Their room—just one room—has two single beds and a chair. Staring at the room, it is Frangie who is most uncomfortable. Her first thought is that she should volunteer to sleep in the chair. She is, after all, a Negro, and neither of the white girls with her is likely to want to share a bed.
But she can practically hear Harder in her ear telling her that she’s acting like a second-class citizen. British hotels are not segregated—which is not to say that the English aren’t racists, but their treatment of blacks tends to be condescending and insulting without quite reaching the levels of open hatred Frangie would have expected in the South, and, if Harder’s right, much of the north, back home.
Rio solves the problem. “I got the floor.”
“The floor?” Frangie protests. “What do you mean?”
Rio shrugs. “I’ve been sleeping in mud. Cold mud. A nice, clean floor is pure luxury.”
“Still cold, though,” Frangie says. “I can see my breath in here.”
“Yeah,” Rio says. “But there’s a fireplace.” Wood and kindling have been piled in the fireplace, and Rio drops to her knees and sets about lighting it with her
Zippo. “There you go.”
“Did you open the flue?” Frangie asks, as smoke begins to fill the small room.
“The what?”
Frangie reaches past her to an iron knob set in the wall that opens the flue. Smoke swirls then is sucked up the chimney.
“We’re here for tonight and tomorrow night,” Frangie says. “I’ll take the floor tomorrow night.”
Frangie and Rio are easy together, having a long acquaintance. Rainy is also slightly known to both of them from Tunisia, but this Rainy is somehow different than the determined, confident young intelligence sergeant they’d known back then. This Rainy is polite but quiet. And more than quiet—distant, as if nothing is quite real to her, as if she’s sleepwalking.
They toss their bags onto the floor, and Rio excuses herself to the bathroom down the hall.
Rainy sits on the edge of one bed and belatedly says, “I could take the floor.”
“We could draw lots,” Frangie suggests, wishing the whole matter settled. It is beyond strange to be spending a night in a white pub with two white women. It feels transgressive and maybe a little bold. It also feels very insecure—either of these two could tell her to get out, to find somewhere else to stay, to go sleep in the park, if they chose to.
Harder has lectured her on the internalization of anti-Negro feeling. She had daydreamed through most of that, like most of his lectures, but bits and pieces of what he’s said have stuck. She can’t deny that she’s doing just what he said: unconsciously collaborating in our own oppression. But at the same time, there’s a question of fairness—she knows little of what Rainy has endured, but suffering is all over the Jewish girl’s face. Her eyes, which Frangie recalls being alert with a questing intelligence, are still intense, but now there’s something hard in them as well. Something very hard that frightens Frangie a little. In any event, Rainy Schulterman looks like she needs a decent bed and a good sleep.

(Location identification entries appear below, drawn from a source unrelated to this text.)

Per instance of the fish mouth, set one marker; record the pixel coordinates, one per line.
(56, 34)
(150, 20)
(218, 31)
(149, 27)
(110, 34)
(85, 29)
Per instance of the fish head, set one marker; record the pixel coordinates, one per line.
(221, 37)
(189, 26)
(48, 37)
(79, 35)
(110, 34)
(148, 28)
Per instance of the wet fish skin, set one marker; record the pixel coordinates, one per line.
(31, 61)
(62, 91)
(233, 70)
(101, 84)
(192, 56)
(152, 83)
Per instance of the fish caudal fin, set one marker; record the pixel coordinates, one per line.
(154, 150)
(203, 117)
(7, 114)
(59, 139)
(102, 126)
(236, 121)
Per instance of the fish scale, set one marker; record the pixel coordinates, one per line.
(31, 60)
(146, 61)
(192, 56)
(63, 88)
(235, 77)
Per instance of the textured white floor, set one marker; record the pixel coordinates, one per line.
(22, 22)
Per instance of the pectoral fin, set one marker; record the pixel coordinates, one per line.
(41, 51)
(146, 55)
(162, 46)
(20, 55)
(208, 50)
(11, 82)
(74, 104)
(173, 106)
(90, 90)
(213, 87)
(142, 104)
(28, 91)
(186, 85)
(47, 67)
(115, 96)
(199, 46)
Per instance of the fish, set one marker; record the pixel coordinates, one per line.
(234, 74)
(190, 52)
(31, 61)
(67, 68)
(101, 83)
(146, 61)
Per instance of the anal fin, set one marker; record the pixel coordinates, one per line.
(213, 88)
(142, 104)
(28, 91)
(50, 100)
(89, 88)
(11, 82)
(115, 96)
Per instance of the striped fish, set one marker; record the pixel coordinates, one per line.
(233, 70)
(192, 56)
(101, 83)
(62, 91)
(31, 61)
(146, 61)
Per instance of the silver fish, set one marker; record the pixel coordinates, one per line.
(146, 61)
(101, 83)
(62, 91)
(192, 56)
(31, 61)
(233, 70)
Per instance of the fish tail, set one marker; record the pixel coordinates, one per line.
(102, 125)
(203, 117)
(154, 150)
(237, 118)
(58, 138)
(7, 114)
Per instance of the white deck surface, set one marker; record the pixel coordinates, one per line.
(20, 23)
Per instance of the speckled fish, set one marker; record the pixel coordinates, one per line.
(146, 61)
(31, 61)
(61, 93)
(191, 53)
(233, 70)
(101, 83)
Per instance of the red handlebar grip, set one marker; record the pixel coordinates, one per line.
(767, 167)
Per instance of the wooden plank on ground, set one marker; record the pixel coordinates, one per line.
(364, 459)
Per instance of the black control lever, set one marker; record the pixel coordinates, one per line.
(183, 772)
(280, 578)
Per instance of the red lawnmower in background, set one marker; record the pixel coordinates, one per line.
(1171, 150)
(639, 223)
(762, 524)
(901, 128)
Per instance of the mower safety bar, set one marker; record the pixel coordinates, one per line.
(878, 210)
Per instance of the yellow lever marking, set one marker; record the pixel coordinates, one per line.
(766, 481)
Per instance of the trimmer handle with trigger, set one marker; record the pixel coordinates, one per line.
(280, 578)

As for Rio Richlin? The freckle-faced farm girl Frangie first met back in basic training is still there, somewhere beneath the leathery hide of the tough soldier she’s become. And she’s seen Rio since then, so the change seems less sudden. Frangie’s not even put off by the fact that even now, with the three of them in fresh-pressed class-A uniforms, Rio has her curved knife strapped to her thigh.
Rio has changed, but Rainy is almost a different person.
Something happened to that girl.
Rio returns from the bathroom and grins. “It flushes,” she says with great satisfaction. “Civilization.”